Cette étude, publiée en août 2022, est le fruit d’une coopération entre le GCBHR et le Centre interfacultaire en droits de l’enfant (CIDE). Selon ses résultats, les entreprises des deux pays alpins s’engagent certes pour le respect des droits de l’homme, mais pas spécifiquement pour ceux de l’enfant. Et pour cause: elles n’ont souvent qu’une conscience limitée de l’ensemble de ces droits et la manière dont ils interfèrent avec leurs activités. En général, les droits de l’enfant figurent exclusivement dans les clauses contractuelles standards des fournisseurs et dans des activités philanthropiques sporadiques. Et la seule véritable préoccupation des entreprises en la matière est celle qui concerne la lutte contre le travail des enfants. C’est un point essentiel de la problématique, mais de loin pas le seul.

 

Car en plus d’être parfois des travailleurs et des travailleuses dans les chaînes d’approvisionnement, les enfants sont aussi des consommateurs et consommatrices de jouets, de nourriture, d’habits ou encore de services digitaux fournis par les sociétés privées. Les enfants sont aussi des bénéficiaires de programmes pour les employé-es, tels que les congés parentaux ou des horaires de travail flexibles, et font partie des membres de communautés locales vivant entourées par des entreprises et leurs activités. Ces dernières ont donc des responsabilités à leur égard. Le Pacte mondial des Nations unies, l’Unicef et l’organisation non gouvernementale Save the Children les ont publiées dans les Principes régissant les entreprises dans le domaine des droits de l’enfant (lire l’encadré ci-dessous) en 2012, c’est-à-dire il y a exactement dix ans. Et c’est précisément à l’occasion de cet anniversaire que le GCBHR et le CIDE ont été sollicités pour faire le point sur la question en Suisse et au Liechtenstein.

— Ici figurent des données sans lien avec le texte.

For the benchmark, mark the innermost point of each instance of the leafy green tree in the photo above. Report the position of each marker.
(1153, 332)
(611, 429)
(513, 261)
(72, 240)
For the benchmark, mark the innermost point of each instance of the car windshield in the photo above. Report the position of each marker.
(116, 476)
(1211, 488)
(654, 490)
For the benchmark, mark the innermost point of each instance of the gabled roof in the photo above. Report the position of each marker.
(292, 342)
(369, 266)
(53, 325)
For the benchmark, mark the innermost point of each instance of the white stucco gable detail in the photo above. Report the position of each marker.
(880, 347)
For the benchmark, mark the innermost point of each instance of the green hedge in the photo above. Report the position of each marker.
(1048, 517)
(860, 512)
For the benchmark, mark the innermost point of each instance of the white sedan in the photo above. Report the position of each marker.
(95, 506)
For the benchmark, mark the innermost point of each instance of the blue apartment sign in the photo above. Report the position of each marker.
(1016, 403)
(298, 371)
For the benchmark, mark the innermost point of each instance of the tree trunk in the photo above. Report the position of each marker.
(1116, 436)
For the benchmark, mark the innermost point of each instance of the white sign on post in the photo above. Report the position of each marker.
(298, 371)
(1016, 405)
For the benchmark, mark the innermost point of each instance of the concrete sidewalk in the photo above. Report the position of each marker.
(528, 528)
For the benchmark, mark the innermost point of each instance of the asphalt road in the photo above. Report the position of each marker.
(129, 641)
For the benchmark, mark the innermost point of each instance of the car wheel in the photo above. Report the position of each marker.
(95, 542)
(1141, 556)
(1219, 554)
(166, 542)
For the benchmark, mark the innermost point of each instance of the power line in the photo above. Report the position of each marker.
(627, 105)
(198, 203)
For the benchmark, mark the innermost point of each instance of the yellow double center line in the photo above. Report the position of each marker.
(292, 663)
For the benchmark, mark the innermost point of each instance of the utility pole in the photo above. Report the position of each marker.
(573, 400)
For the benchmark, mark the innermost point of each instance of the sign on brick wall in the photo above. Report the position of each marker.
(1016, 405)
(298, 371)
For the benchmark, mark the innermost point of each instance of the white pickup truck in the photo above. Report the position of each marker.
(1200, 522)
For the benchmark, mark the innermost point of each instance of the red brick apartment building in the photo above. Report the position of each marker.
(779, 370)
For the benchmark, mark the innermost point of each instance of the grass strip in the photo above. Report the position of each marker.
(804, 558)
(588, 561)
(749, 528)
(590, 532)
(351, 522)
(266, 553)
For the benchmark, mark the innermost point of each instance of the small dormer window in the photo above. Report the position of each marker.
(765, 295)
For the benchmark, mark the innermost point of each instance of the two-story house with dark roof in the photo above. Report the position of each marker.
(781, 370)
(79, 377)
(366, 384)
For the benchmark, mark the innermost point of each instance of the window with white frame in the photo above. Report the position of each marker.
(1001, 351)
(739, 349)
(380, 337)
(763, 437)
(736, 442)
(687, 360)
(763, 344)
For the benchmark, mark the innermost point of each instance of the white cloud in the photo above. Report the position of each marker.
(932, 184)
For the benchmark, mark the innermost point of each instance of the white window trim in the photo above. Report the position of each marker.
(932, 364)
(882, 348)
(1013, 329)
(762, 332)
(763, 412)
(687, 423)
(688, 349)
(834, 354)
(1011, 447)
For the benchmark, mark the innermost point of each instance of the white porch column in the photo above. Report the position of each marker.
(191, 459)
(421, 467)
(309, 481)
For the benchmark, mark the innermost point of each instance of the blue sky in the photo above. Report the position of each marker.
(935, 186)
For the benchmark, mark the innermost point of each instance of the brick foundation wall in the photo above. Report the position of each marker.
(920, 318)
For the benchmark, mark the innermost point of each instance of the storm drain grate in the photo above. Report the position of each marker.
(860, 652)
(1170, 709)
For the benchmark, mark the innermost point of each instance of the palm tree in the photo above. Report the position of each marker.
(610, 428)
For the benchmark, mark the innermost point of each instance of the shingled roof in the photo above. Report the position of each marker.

À cette fin, l’équipe de recherche a sondé une centaine d’entreprises suisses et liechtensteinoises. L’approche a consisté en un mélange de recherches sur documentation, d’un questionnaire en ligne et d’interviews avec des représentant-es d’entreprises. La promesse de préserver l’anonymat a facilité l’adhésion au projet. Sans être parfaitement représentatif de l’activité industrielle helvétique, l’échantillon comporte tout de même des sociétés actives dans les secteurs des ressources naturelles, de la chimie, de la finance, des biens industriels, du commerce de détail, des services et de la technologie.

L’analyse a suivi la logique de la chaîne d’approvisionnement. En amont, l’attention s’est portée sur l’activité des fournisseurs, souvent basée à l’étranger. Au milieu, sur les opérations des compagnies elles-mêmes. Et en aval, sur les produits et les services destinés aux acheteurs et aux consommateurs.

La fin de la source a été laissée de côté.